Since opening its doors on a lesser-trodden swathe of St James’s in 1912, The Stafford has become known as one of London’s most understated, elegant hotels. Celebrities, business travellers and the generally well-heeled have long appreciated the near-anonymity offered by the hotel, which is home to the iconic American Bar. But while that institution needs little introduction, the high-grade hotel has struggled to match the appeal of this clandestine cocktail cavern with its food offering. This is set to change with the recent launch of The Game Bird, which takes over the hotel’s nucleus, offering British classics with a slant from executive chef James Durrant.
Though the restaurant is soon to open at the time of our chat, Durrant is a relaxed figure. Cutting his teeth crafting intricately-plated dishes at some of London’s most well-known Michelin starred restaurants including Gordon Ramsay at Royal Hospital Road and Maze, he has also immersed himself in hearty British fare – leaving London to open his own pub in the Hampshire countryside before returning to the capital to lead the ranks at The Game Bird.
Durrant says that managing a pub “in a rural little village” has helped him focus on the complete experience at The Game Bird. “It gave me a broader insight into running a restaurant, rather than just running a kitchen,” says the chef. “People aren’t just coming for their food or the wine. It’s a package. The whole thing is an experience, and that’s what we’ve got to try and offer.”
The chef, originally from Chester, began work on a new menu that would appeal to the hotel’s diverse customer base. “To begin with, we went down the route of St James’s’ traditions, inspired by the gentlemen’s clubs; but we realised it was all getting a bit manly and we were cutting off 50 per cent of our market straightaway.” Durrant “took a step back and looked at the menu again”, lightening up some of the dishes. “We’ve tried to create a broad menu that starts at 12 o’clock and runs through the afternoon and into dinner service,” he says, noting that the emphasis was on seasonality. “It’s about what’s British and what’s in season – what we can use and celebrate – because this is St James’s, and The Stafford is a beautiful British hotel.”
Simple, British, classic food – there’s not much of it around actually.
The menu is indebted to British culinary traditions and the abundance of quality produce available on these shores – somewhat of a rarity in London’s contemporary dining scene, which has seen an influx of restaurants with global influences. “Simple, British, classic food – there’s not much of it around actually,” says Durrant, before thinking of notable exceptions that are still flying the flag for Britain. “There are places like Rules and Scott’s – restaurants that the hotel’s clientele have been going to for years. They do it and they’re successful; but we think, ‘How are we going to do this for The Stafford?’”
Seasonality is perhaps the most important aspect of Durrant’s cooking ethos. He says that the right produce is the starting point for every dish he makes, and is integral to The Game Bird’s offering. “The thing I really focus on, and the way we train the guys downstairs, is that it’s all about the produce that comes through the door to start with – and then it’s the way we treat the produce and the way we respect and look after it, cooking it properly with techniques that get the best out of it.” Durrant works closely with British suppliers so that the restaurant can get the freshest ingredients. “Our suppliers are amazing. The quality is outstanding.”
The signature dish on the menu is named after the restaurant: The Game Bird is an evolving dish that changes according to which bird and vegetables are in season. “We’re starting with pigeon because we can shoot them all year round.

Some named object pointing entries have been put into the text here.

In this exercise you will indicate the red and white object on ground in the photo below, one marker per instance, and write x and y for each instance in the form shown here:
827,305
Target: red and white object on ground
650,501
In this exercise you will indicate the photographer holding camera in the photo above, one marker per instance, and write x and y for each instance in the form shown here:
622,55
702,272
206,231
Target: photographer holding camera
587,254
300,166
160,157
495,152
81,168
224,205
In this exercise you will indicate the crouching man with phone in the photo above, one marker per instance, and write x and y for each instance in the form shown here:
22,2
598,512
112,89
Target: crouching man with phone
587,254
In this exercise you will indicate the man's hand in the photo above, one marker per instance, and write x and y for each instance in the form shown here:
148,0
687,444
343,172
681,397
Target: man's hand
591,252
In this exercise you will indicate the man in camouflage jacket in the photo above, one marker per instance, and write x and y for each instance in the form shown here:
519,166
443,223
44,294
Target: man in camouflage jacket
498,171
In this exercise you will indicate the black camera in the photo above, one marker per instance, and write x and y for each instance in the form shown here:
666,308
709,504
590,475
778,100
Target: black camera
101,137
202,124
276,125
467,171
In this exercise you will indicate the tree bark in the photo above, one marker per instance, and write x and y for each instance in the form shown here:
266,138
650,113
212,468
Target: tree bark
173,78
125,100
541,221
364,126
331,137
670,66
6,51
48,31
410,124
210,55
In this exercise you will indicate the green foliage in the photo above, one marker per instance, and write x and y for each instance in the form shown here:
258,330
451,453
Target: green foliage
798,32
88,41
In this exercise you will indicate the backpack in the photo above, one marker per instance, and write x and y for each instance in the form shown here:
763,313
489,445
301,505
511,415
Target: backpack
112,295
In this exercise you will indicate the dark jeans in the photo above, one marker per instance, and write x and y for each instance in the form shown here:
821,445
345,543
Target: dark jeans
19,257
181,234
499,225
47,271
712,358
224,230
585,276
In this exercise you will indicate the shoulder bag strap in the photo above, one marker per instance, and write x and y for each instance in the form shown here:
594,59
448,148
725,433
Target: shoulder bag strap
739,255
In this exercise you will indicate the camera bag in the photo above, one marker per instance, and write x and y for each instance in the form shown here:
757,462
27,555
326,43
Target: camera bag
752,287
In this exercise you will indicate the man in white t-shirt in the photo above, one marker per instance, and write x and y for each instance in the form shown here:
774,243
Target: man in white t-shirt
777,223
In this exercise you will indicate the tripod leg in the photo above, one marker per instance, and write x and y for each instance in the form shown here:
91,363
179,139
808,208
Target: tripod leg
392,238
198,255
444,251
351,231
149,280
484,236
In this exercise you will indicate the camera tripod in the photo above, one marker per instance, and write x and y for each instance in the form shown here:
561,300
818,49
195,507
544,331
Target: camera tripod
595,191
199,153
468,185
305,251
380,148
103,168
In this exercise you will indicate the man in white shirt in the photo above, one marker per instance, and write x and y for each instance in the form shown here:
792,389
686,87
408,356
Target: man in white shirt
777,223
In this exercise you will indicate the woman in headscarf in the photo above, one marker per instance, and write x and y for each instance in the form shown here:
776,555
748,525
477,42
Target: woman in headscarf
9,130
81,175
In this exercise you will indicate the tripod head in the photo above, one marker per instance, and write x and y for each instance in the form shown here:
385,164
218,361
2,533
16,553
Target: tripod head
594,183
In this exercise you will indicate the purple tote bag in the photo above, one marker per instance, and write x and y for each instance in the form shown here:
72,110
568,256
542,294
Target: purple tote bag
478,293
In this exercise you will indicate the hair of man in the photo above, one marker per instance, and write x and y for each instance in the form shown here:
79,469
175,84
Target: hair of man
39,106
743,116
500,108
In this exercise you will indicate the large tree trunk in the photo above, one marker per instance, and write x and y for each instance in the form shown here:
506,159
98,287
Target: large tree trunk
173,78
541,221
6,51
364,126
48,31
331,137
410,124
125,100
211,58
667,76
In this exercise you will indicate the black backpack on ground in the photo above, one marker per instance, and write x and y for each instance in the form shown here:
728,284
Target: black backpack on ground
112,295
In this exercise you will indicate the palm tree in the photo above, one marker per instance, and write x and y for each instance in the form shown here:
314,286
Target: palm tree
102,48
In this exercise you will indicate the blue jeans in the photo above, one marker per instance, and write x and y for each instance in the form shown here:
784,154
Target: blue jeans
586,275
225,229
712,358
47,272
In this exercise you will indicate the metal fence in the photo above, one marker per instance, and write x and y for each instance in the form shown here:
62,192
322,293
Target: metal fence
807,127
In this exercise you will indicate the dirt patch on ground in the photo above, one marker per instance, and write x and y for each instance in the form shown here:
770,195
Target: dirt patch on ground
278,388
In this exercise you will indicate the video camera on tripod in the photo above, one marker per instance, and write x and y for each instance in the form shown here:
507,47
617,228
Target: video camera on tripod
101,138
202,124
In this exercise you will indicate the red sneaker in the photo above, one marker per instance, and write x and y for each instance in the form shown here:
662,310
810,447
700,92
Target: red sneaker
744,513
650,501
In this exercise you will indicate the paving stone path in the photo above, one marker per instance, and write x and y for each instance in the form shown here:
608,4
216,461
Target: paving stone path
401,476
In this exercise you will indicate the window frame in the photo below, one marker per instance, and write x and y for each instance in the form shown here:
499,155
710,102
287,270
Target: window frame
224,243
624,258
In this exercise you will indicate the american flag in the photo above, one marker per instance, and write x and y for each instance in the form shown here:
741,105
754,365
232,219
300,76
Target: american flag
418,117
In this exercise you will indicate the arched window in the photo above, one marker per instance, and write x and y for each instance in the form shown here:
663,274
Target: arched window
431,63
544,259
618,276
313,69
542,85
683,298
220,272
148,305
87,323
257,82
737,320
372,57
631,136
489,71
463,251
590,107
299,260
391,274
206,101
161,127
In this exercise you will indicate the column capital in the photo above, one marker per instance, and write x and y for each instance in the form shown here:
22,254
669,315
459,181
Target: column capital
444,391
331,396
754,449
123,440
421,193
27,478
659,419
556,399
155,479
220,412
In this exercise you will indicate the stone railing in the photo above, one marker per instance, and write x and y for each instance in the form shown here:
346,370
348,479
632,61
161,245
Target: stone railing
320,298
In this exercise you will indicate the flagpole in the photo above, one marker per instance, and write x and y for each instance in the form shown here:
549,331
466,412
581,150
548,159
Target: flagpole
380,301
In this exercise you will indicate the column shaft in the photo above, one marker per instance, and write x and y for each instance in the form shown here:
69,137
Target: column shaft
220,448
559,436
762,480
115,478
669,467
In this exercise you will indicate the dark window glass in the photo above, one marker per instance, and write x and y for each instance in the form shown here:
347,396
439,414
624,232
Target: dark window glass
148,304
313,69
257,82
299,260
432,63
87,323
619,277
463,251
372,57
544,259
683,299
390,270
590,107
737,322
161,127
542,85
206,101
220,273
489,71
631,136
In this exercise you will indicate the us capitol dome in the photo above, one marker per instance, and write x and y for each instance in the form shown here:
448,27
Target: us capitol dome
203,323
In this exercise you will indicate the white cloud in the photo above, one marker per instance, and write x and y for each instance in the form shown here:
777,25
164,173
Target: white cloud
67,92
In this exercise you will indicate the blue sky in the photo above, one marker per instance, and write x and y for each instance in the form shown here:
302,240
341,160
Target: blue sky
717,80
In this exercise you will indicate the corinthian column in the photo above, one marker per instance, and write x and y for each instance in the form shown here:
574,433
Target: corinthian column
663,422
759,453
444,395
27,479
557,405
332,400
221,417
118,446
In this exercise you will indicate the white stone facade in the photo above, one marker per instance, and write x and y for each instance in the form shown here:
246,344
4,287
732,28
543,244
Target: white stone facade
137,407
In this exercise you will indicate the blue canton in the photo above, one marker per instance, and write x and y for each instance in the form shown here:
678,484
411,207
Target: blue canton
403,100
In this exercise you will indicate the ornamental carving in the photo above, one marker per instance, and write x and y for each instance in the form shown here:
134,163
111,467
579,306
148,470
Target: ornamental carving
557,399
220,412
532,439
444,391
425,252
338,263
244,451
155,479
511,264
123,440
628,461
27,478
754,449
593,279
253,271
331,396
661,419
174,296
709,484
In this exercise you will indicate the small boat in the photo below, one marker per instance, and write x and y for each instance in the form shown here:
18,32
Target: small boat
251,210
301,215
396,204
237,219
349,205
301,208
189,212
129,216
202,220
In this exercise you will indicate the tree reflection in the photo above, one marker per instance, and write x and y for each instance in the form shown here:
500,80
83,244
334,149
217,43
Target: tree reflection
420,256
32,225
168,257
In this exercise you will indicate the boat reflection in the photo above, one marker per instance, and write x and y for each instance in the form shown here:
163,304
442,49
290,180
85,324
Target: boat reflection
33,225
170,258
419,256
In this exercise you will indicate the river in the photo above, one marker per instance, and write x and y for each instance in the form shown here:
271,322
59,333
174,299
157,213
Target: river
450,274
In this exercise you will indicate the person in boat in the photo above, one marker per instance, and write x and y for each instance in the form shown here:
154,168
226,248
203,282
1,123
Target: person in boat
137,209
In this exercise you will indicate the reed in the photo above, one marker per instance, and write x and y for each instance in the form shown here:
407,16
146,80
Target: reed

That will be served with parsnips and cavolo nero, little fondant potatoes and wild mushrooms – and then on the side, we’ll serve a take on bullshot – traditionally a beef consommé finished with vodka. Here, we’ve made a pigeon consommé and we’re finishing it with sloe gin.” Speaking of alcohol, one of the biggest changes to the restaurant space, which occupies the central ground floor room of the hotel, now features a bar where guests can perch while enjoying cocktails and a bite to eat. “I think for travellers and single diners especially, it’s nice to sit at the bar. It’s less self-conscious than sitting at a table on your own.”
The Game Bird aims to extend the friendly, unstuffy atmosphere that The Stafford already offers, tapping into the more informal dining experiences that London’s foodies currently crave. “The hotel is approached in a very professional but also relaxed way. Yes, it’s five stars; but it doesn’t feel like that sometimes. It’s great and efficient, but we wanted to make the restaurant friendly – not starched.”
The Game Bird is open now at The Stafford, 16-18 St James’s Place.